The paper introduces a novel explicit MPC scheme with constraint horizon for offset-free idle speed control considering system delay and limited computational capacity.

Findings

Effective ISC performance under delay and torque loss

Explicit control law derived for real-time implementation

Validated through closed-loop simulation results

Abstract

The requirement for continual improvement of idle speed control (ISC) performance is increasing due to the stringent regulation on emission and fuel economy these days. In this regard, a low-complexity offset-free explicit model predictive control (EMPC) with constraint horizon is designed to regulate the idle speed under unmeasured disturbance in presence of system delay with rigorous formulation. Particularly, we developed a high-fidelity 4-stroke gasoline-direct injected spark-ignited engine model based on first-principles and test vehicle driving data, and designed a model predictive ISC system. To handle the delay from intake to torque production, we constructed a control-oriented model with delay augmentation. To reject the influence of torque loss, we implemented the offset-free MPC scheme with disturbance model and estimator.
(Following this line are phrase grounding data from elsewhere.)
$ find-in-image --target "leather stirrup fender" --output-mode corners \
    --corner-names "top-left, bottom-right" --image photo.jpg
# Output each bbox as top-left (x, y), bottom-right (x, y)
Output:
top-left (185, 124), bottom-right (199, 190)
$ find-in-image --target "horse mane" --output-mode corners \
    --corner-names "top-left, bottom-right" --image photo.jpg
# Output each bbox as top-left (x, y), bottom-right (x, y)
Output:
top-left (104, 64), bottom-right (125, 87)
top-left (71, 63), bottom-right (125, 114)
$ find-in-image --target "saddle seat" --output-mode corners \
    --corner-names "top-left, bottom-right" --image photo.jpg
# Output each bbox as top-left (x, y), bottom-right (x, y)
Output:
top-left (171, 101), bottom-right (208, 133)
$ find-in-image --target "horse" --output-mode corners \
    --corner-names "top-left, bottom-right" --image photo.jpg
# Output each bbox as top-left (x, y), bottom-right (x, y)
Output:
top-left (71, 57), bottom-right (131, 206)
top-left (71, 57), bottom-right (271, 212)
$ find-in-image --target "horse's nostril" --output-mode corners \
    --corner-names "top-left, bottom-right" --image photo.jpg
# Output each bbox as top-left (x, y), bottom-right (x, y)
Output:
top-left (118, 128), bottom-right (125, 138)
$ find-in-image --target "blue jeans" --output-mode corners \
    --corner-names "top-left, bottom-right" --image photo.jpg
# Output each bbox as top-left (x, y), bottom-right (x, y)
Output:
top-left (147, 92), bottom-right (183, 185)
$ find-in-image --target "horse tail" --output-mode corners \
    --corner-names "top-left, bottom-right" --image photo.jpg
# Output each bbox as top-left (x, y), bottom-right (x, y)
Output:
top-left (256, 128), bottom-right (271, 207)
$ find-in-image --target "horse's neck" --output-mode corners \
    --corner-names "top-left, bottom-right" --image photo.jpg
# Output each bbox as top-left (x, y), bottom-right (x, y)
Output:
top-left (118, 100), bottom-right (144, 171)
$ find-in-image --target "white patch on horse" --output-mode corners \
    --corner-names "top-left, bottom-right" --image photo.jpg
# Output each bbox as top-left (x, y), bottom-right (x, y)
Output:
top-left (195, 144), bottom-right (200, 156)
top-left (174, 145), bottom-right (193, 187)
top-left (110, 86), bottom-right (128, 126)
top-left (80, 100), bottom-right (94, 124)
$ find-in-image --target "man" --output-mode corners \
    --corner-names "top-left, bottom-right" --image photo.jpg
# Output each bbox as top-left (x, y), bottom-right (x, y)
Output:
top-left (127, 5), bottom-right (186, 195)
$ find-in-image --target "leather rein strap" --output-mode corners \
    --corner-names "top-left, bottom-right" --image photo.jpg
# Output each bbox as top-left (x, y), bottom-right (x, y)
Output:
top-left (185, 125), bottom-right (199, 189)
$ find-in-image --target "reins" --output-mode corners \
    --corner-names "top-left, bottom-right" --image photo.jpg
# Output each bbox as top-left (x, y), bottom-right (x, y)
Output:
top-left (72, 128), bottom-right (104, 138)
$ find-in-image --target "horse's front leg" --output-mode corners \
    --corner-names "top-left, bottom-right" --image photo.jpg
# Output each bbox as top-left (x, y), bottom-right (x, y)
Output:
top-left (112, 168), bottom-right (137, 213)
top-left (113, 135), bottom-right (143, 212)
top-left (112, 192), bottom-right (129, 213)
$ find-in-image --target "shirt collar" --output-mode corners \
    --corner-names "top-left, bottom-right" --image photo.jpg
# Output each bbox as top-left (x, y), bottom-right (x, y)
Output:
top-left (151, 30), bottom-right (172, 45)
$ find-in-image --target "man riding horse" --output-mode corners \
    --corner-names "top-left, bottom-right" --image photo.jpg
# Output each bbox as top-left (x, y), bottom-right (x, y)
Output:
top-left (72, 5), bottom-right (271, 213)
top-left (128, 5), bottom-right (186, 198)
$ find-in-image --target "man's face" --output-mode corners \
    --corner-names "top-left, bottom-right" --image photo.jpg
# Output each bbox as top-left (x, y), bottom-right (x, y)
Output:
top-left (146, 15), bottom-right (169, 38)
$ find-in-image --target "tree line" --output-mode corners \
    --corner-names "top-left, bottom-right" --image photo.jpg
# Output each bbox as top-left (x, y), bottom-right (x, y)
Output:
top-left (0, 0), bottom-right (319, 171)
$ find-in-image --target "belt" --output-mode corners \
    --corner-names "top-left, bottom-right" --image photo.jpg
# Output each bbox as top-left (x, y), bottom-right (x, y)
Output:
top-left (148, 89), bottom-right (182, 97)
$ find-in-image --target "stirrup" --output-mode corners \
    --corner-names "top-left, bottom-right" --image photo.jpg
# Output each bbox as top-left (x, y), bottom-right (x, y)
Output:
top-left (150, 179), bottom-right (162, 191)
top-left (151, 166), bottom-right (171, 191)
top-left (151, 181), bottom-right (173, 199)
Moreover, to deal with the limited capacity assigned for the controller in the engine control unit and the short sampling instant of the engine system, we formulated a low-complexity multiparametric quadratic program with constraint horizon in presence of system delay in state and input variables, and obtained an explicit solution map. To demonstrate the performance of the designed controller, a series of closed-loop simulations were performed. The developed explicit controller showed proper ISC performance in presence of torque loss and system delay.